10/30「朝日新聞」の書評への恣意的感想

いまさら言うべきほどのことでもないかも知れないが、短文の書評は書き出しの数行が命である。これはコラムにも共通する。今回は特にその点に注目して感想を述べてみよう。
●『素数の音楽 (新潮クレスト・ブックス)素数の音楽』(マーカス・デュ・ソートイ、新潮社)、書評者:渡辺政隆
「感動と理解は、必ずしも一致しない。たとえば「平均律」の理論は理解していなくても、バッハの「平均律クラビーア」に感動できるように」という書き出だしは、本のタイトルに連動していて巧みですなぁ。本タイトルにある素数を音楽の比喩で語ることは、数学と音楽が緊密な関係にあることを音楽論で知っている人には意外ではない。音楽の情調性は数学的な配分/律によってじつは規定/基底されているのだから。数学嫌いになる原因は、数学教師の技量に依存しているように経験的に思うが、如何だろうか? 評者の渡辺は「一般向けの科学書数学書が面白くないとしたら、それは、内容が難解なせいではなく、読み物としての出来が悪いせいではないか」と問いかけているが、まったくその通りだと思う。
●『震災時帰宅支援マップ 首都圏版震災時 帰宅支援マップ 首都圏編』(昭文社編)、書評者:岡崎武志
「ちかごろ株価を吊り上げているのは村上ファンド地震だ、という説がある」という書き出しは、きわめて時事的かつ今日的な惹句として食い付きは申し分ないだろう。さすがライター稼業の岡崎ですなぁ。そして「「地震」が起きると昭文社の株が上昇するらしい。地震と地図の出版社とどいう関係があるのか。つまりはこの本だ」と畳み込みかけるのは、まさに熟練の技だ。そして岡崎は手際よく本書の内容と売行の理由を解説する。しかもプロとしてのサービス/遊びも忘れない。「いまや揺れて上がるのはブランコに乗る老人の血圧と昭文社の株と言われている」と笑いをとり、しかも文末の節では本書の副次的な使用方法を伝授するというサービス振り。「連絡もせずに帰宅が遅くなった時などにも便利だ。妻の目の前にこの本を出し「いやあ、試しに会社から歩いてみたんだよ」と言えばいい」しかしそんな奴はおらんやろう! と思うのは僕だけだろうか。それとは別に僕が驚いたのは、ATOKの入力変換が「昭文社」を一発変換したことだ。ちなみに、二番手変換候補は「晶文社」だった。

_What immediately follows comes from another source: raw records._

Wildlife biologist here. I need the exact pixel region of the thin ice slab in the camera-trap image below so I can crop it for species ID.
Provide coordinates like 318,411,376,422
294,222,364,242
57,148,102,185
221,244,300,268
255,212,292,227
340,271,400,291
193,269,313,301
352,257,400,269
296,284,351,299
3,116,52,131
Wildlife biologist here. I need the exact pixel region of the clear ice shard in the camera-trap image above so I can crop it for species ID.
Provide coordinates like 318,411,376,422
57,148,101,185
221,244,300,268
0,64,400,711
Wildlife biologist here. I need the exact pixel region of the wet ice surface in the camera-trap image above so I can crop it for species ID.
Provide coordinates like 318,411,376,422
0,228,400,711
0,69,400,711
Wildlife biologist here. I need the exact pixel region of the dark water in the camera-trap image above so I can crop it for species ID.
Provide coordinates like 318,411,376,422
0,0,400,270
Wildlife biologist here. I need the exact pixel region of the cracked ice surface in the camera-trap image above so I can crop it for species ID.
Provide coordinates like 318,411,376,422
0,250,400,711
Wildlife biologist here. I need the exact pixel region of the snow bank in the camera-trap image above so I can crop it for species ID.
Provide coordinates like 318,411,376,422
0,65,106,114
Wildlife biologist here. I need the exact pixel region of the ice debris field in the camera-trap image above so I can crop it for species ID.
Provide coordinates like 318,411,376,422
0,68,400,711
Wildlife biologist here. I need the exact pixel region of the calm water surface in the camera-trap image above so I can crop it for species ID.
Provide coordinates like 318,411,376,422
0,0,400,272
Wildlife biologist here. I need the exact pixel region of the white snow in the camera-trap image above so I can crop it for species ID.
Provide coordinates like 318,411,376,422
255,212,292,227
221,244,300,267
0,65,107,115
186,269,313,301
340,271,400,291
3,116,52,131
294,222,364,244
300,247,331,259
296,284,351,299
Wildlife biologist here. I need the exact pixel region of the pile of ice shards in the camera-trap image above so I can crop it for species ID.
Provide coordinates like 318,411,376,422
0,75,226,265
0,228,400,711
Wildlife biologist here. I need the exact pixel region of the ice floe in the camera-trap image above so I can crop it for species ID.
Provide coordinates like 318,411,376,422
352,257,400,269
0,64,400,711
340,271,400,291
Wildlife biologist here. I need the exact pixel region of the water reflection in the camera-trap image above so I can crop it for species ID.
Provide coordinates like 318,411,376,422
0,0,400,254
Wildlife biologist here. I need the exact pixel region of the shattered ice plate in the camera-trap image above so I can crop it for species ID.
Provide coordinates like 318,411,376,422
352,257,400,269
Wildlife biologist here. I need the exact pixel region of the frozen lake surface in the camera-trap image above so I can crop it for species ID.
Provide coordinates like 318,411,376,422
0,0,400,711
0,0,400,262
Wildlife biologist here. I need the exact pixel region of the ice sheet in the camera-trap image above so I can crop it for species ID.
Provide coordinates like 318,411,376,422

●『黄色い雨黄色い雨』(フリオリャマサーレスソニーマガジンズ)、書評者:小池昌代
「いい小説だ」という書き出しは、シンプル過ぎて芸がないように見えるが、さにあらず。この書き出しには、なんというか詩人・小池の「潔さ」が垣間見えるようではないか。そしてこのシンプルな端的性は「新発売」の広告惹句と同様の威力があるんですなぁ。どう「いいのか」、がぜん知りたくなるではないか。そしてそのよさを小池は「読み終わったあと、虚脱感と充実が同時にやってきて、自分の足裏の底がぬけた」と書く。この「自分の足裏の底がぬけた」という表現は詩人らしくて、いい。そして「それでいて、いまここにいる自分自身が、底のほうから力強くあたたく抱きとめられたようでもある。誰によって? 死者たちによって」と書き継ぐことで、見事にこの本の本質を言い当ているように思える。末尾で本書のタイトルの意味を説明し「言葉を失う小説」であると結ぶのだが、「だったら書評するな」などと小池にツッコミを入れてはいけない(笑)。